Она совершала свой утренний обход, раздавая кому что положено. Каждому доставался кусочек женского тепла, при этом сама она оставалась недоступной, как свобода за стеной.
– О! Новенький! – обратилась она ко мне с приветливой улыбкой. – Стенька Разин! Пришел в себя, атаман? Как самочувствие?
«Новенький!» Я пристально посмотрел в ее глаза. Не ты ли, Оленька, отсасывала у меня за милую душу здесь, в тюремной больничке, не с тобой ли мы жили потом после моего побега из зоны прямо как законные супруги, пока ты не сдала меня?!
[2]
Но вечера воспоминаний не будет – это уже ясно. Если ее подпустили ко мне – значит, Ольга на их стороне. По своей воле или нет – выясним позднее, а пока будем подыгрывать!
– Нормально! – ответил я. – Только я не Стенька…
– Знаю, знаю, – засмеялась она, – Константин Разин. И персидскую княжну не ты топил. У тебя в истории болезни все записано.
– Прямо-таки все?
– Что мне надо, все.
– А что мне надо? – спросил я, с ударением на мне.
– А что тебе надо, то нам, медикам, виднее, – парировала она с улыбкой. – Как раз это и записано в истории болезни. Например, назначения. Тебе вот, атаман, полагается укольчик…
– Что за укольчик? – я было напрягся.
– Нужный укольчик, – успокоила Ольга. – Чтобы спал и чтобы сил набирался. Ты бы поменьше разговаривал. А то головка болеть будет. Если мозги еще остались.
– У медицины есть сомнения по этому поводу? – улыбнулся я в ответ.
– По поводу «поменьше разговаривал» или по поводу «головка болеть будет»? – сделала она вид, что не понимает.
– По поводу мозгов.
– Насчет медицины не знаю, – начала девушка серьезно, но тут же не выдержала и рассмеялась. – Сомневаюсь лично я…
Но тут же справилась с собой и пояснила, чтобы я не обиделся на ее смех:
– Видел бы ты свою голову, когда тебя сюда привезли… Хотя, может, и хорошо, что не видел. Зрелище не для слабонервных. Хотя ты-то как раз явно не слабонервный. Сам ведь врач, так?

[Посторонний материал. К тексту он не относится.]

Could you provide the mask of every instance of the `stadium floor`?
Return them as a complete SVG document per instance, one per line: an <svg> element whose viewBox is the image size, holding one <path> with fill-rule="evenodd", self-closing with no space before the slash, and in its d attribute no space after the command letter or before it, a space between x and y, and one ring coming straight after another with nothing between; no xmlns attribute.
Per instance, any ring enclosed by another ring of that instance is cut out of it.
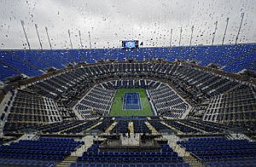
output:
<svg viewBox="0 0 256 167"><path fill-rule="evenodd" d="M125 93L138 93L141 101L141 108L138 110L125 110L123 98ZM153 112L148 101L146 90L143 89L119 89L117 90L109 116L131 117L131 116L152 116Z"/></svg>
<svg viewBox="0 0 256 167"><path fill-rule="evenodd" d="M142 110L140 94L137 92L125 92L123 101L123 110Z"/></svg>

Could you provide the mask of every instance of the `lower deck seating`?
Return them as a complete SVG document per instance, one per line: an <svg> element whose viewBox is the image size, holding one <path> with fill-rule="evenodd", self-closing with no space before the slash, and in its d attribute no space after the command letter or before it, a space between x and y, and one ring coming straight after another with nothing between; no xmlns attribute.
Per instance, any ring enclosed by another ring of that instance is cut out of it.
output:
<svg viewBox="0 0 256 167"><path fill-rule="evenodd" d="M124 151L117 150L116 152L101 151L100 144L95 142L84 152L82 157L79 157L77 161L79 165L84 166L142 166L143 164L150 164L153 166L163 166L163 164L178 164L181 166L189 166L185 164L181 157L174 152L168 144L160 144L159 151ZM113 164L115 164L115 165ZM71 166L77 166L78 164L73 164ZM164 165L166 166L166 165ZM166 165L172 166L172 165ZM172 165L173 166L173 165Z"/></svg>
<svg viewBox="0 0 256 167"><path fill-rule="evenodd" d="M255 141L216 137L191 138L187 141L177 141L177 144L210 166L218 166L218 164L220 166L224 164L236 166L236 164L246 164L255 162Z"/></svg>
<svg viewBox="0 0 256 167"><path fill-rule="evenodd" d="M83 144L84 141L75 141L73 139L68 138L21 140L18 142L12 142L10 145L0 146L0 162L4 161L3 164L6 165L36 164L40 166L49 164L48 166L51 166L71 155L72 152Z"/></svg>

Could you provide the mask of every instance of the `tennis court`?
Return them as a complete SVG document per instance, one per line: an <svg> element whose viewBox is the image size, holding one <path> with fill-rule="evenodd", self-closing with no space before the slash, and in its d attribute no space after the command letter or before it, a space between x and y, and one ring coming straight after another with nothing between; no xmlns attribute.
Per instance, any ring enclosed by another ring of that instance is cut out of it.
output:
<svg viewBox="0 0 256 167"><path fill-rule="evenodd" d="M142 110L140 94L138 92L125 92L123 100L123 110Z"/></svg>

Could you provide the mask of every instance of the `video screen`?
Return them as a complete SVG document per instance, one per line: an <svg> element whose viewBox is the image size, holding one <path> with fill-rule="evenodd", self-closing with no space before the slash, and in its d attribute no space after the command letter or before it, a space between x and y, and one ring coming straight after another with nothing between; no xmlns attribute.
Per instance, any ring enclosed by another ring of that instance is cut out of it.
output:
<svg viewBox="0 0 256 167"><path fill-rule="evenodd" d="M128 49L138 48L138 41L122 41L122 47Z"/></svg>

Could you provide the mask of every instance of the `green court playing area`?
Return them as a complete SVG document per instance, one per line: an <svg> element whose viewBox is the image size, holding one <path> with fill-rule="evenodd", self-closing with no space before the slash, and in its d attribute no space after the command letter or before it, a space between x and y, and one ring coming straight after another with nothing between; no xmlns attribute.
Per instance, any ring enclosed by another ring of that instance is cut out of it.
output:
<svg viewBox="0 0 256 167"><path fill-rule="evenodd" d="M139 93L139 98L142 105L142 110L124 110L123 99L125 93ZM115 97L109 112L109 116L152 116L153 112L148 101L147 93L144 89L119 89L115 94Z"/></svg>

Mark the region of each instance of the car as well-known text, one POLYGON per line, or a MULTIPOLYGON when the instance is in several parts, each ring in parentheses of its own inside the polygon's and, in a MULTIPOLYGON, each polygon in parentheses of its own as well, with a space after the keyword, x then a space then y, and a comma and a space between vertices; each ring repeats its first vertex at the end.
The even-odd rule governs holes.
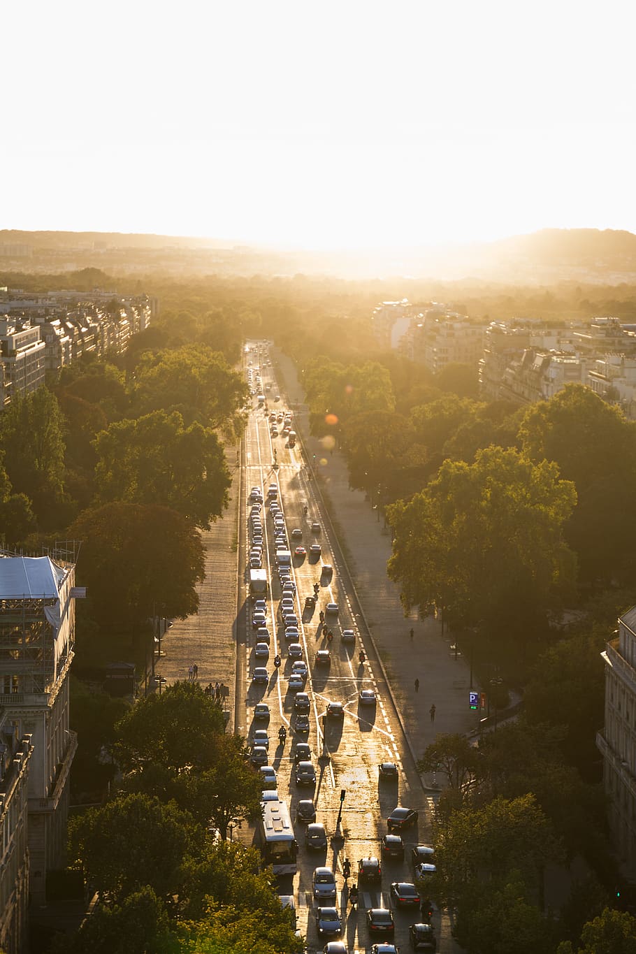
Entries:
POLYGON ((390 895, 396 907, 420 907, 418 889, 409 881, 393 881, 390 895))
POLYGON ((393 831, 394 829, 409 828, 411 825, 417 824, 417 821, 418 813, 415 808, 404 808, 403 805, 398 805, 389 815, 386 824, 389 831, 393 831))
POLYGON ((398 766, 395 762, 380 762, 378 766, 378 775, 380 778, 390 778, 395 781, 398 778, 398 766))
POLYGON ((322 954, 349 954, 349 948, 344 941, 328 941, 322 948, 322 954))
POLYGON ((380 859, 369 855, 368 858, 360 858, 358 862, 358 881, 381 881, 382 866, 380 859))
POLYGON ((390 858, 397 861, 403 861, 404 842, 401 835, 384 835, 382 837, 382 858, 390 858))
POLYGON ((327 833, 324 825, 319 821, 312 821, 305 828, 305 844, 308 848, 316 848, 321 851, 327 847, 327 833))
POLYGON ((250 761, 253 765, 258 766, 260 768, 262 765, 267 765, 267 760, 269 756, 267 755, 267 749, 264 745, 255 745, 252 749, 252 755, 250 756, 250 761))
POLYGON ((312 757, 312 750, 307 742, 298 742, 296 746, 296 751, 294 753, 294 761, 302 762, 308 761, 312 757))
POLYGON ((316 821, 316 805, 311 798, 300 798, 296 806, 296 820, 301 824, 316 821))
POLYGON ((311 701, 307 693, 298 693, 298 695, 294 699, 294 708, 297 713, 309 713, 311 711, 311 701))
POLYGON ((316 769, 311 762, 298 762, 296 766, 297 785, 315 785, 316 769))
POLYGON ((430 844, 417 844, 411 849, 411 865, 417 868, 419 864, 433 864, 435 848, 430 844))
POLYGON ((438 939, 432 924, 409 924, 408 940, 414 951, 436 951, 438 939))
POLYGON ((269 749, 270 736, 267 733, 267 729, 256 729, 252 741, 254 745, 262 745, 263 748, 269 749))
POLYGON ((395 924, 388 907, 371 907, 366 914, 369 932, 374 934, 393 934, 395 924))
POLYGON ((316 926, 321 938, 330 938, 342 933, 342 922, 336 907, 317 907, 316 926))
POLYGON ((416 881, 425 881, 427 878, 432 878, 437 874, 438 869, 430 861, 421 861, 413 869, 413 877, 416 881))
POLYGON ((260 784, 264 789, 270 789, 274 791, 277 788, 276 769, 271 765, 261 765, 258 769, 258 774, 260 776, 260 784))
POLYGON ((336 901, 336 879, 331 868, 316 868, 312 875, 312 891, 317 901, 336 901))

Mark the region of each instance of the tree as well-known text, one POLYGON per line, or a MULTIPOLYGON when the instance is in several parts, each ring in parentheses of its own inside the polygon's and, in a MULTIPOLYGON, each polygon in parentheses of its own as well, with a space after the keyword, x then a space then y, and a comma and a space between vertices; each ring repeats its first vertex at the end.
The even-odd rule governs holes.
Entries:
POLYGON ((64 494, 64 419, 46 387, 16 394, 0 415, 0 449, 11 486, 32 502, 41 524, 53 527, 64 494))
POLYGON ((100 624, 112 626, 116 613, 124 627, 138 625, 158 608, 161 615, 181 619, 196 612, 203 548, 180 513, 166 507, 107 504, 80 514, 69 534, 83 541, 78 578, 88 587, 87 603, 100 624))
POLYGON ((115 726, 117 761, 127 771, 157 763, 178 774, 204 771, 222 749, 225 722, 219 706, 193 682, 175 682, 161 695, 140 699, 115 726))
POLYGON ((577 506, 564 529, 582 579, 633 579, 636 423, 590 388, 568 384, 529 407, 519 433, 533 461, 555 461, 576 487, 577 506))
POLYGON ((573 582, 562 526, 575 499, 554 464, 512 448, 481 450, 473 465, 444 462, 421 493, 388 508, 388 573, 405 611, 435 605, 455 625, 524 645, 573 582))
POLYGON ((139 414, 178 410, 187 424, 219 427, 234 419, 247 396, 241 376, 204 344, 145 352, 135 371, 133 400, 139 414))
MULTIPOLYGON (((577 954, 636 954, 636 918, 626 911, 606 907, 587 922, 581 932, 577 954)), ((557 954, 573 954, 569 941, 559 945, 557 954)))
POLYGON ((227 507, 232 481, 216 434, 184 427, 177 411, 113 424, 94 446, 101 503, 160 504, 204 529, 227 507))
POLYGON ((465 736, 440 735, 426 746, 418 772, 441 772, 448 785, 461 791, 472 778, 478 762, 478 752, 465 736))
POLYGON ((205 851, 206 832, 174 804, 129 795, 72 819, 69 840, 72 862, 111 903, 148 886, 174 910, 188 896, 191 860, 205 851))

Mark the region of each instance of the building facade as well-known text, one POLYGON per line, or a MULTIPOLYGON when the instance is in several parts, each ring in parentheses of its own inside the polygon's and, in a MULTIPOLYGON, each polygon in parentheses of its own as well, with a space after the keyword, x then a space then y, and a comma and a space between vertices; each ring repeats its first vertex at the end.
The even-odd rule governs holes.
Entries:
POLYGON ((618 636, 602 653, 605 664, 605 725, 596 736, 614 847, 636 881, 636 607, 619 618, 618 636))
POLYGON ((69 728, 75 637, 74 566, 51 557, 0 557, 0 706, 31 736, 28 844, 31 903, 46 902, 46 876, 65 861, 69 728))

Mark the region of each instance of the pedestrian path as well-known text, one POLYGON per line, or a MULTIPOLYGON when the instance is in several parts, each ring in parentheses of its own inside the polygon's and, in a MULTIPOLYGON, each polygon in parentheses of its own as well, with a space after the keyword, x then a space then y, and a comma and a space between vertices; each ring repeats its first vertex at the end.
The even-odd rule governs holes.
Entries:
MULTIPOLYGON (((281 352, 273 348, 272 353, 281 384, 296 405, 297 432, 301 435, 314 465, 317 486, 344 545, 347 565, 402 724, 420 757, 439 733, 464 734, 479 724, 480 714, 471 712, 468 704, 469 666, 460 653, 456 653, 452 638, 442 634, 436 619, 420 620, 415 611, 404 618, 400 588, 386 575, 390 532, 365 495, 350 488, 344 457, 338 450, 326 451, 319 439, 309 436, 308 412, 296 368, 281 352)), ((425 781, 432 786, 440 779, 429 776, 425 781)))

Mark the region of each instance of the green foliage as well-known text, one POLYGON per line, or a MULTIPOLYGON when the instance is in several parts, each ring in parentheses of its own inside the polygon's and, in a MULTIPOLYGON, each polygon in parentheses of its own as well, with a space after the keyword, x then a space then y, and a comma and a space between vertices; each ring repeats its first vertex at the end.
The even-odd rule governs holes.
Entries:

– Да, – кивнул я. – Реаниматолог…
А ты будто не знаешь, подруга! Ладно, сделаем вид, что так и надо, – чего зря доказывать что-то, подтверждая окружающим свою репутацию сумасшедшего!
– Так вот, коллега, – кивнула Ольга. – Для неподготовленного человека зрелище было просто невыносимое. Весь в крови, кожа местами сорвана, глаза заплыли, как щелочки, – не видно! – у девушки на глаза навернулись слезы, она на мгновение запнулась и махнула рукой. – И на человека-то не похож. Только стонал, и то тихонько. Обрабатывать тебя, кровь смывать, знаешь как страшно было! Страшно прикоснуться. А как смыла… Еще страшнее оказалось. Синий весь, в гематомах, ссадинах… Но могло быть и хуже. Сам понимаешь – после таких побоев многие в себя не приходят, инвалидами становятся на всю жизнь! А у тебя все кости целы остались – мы ведь сразу рентген сделали. Вот уже и отходить стал понемногу. Еще через пару-тройку дежурств можно будет посмотреть, на кого же ты похож. Кого спасала, одним словом, – красавца или… или не красавца! – закончила она и засмеялась.